Arisa dan Elaine spontan berdiri dan menyambut jabatan tangan Elena.

"Namamu Elaine? Sepintas mirip namaku!" komentar Elena ceria. 

"I-Iya, Tante. Memang mirip," kata Elaine dengan senyum kecut. Justru karena mirip itulah, Elaine berpikir dirinya salah dengar suara Adli saat tidur mengigau di rumah mendiang Mbah waktu itu.

"Aku dipanggil Tante. Jadi berasa tua," canda Elena sambil menoleh ke arah Adli.

"O-Oh. Maaf!" seru Elaine sambil menutup bibirnya.

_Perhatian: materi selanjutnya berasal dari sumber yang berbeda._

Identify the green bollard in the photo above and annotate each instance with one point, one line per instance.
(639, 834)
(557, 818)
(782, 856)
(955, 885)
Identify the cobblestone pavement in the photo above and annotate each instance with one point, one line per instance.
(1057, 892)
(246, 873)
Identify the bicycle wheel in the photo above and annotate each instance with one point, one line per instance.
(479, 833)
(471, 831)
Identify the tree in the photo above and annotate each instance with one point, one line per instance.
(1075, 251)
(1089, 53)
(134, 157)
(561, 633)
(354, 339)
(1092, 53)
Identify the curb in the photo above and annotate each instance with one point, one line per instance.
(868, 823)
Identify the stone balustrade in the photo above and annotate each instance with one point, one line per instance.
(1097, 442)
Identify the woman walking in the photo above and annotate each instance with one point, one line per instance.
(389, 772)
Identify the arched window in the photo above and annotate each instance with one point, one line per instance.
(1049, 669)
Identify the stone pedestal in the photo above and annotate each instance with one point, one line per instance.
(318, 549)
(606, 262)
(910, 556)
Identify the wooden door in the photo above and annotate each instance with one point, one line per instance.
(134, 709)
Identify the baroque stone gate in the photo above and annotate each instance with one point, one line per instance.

"Dibandingin sama Elaine, kamu emang udah tua. Kamu pantesnya malah dipanggil Eyang, Ember Bocor," kata Adli seolah membela Elaine.

"Hus! Ngawur ae! Siapa yang kamu panggil Ember Bocor??" seru Erika dari ujung meja. 

"Emang dia panggilannya Ember Bocor, Bu!" kilah Adli membela diri.

"Maafin anak saya, Elena. Emang Adli kalo ngomong suka ngasal. Saya juga sering dibikin kezel. Bawaannya pengin borehin cabe ulek ke mulutnya," kata Erika, malah membuat Elena tertawa. Berhubung Adli aneh, jadi dia maklum kalau keluarga Adli juga ajaib.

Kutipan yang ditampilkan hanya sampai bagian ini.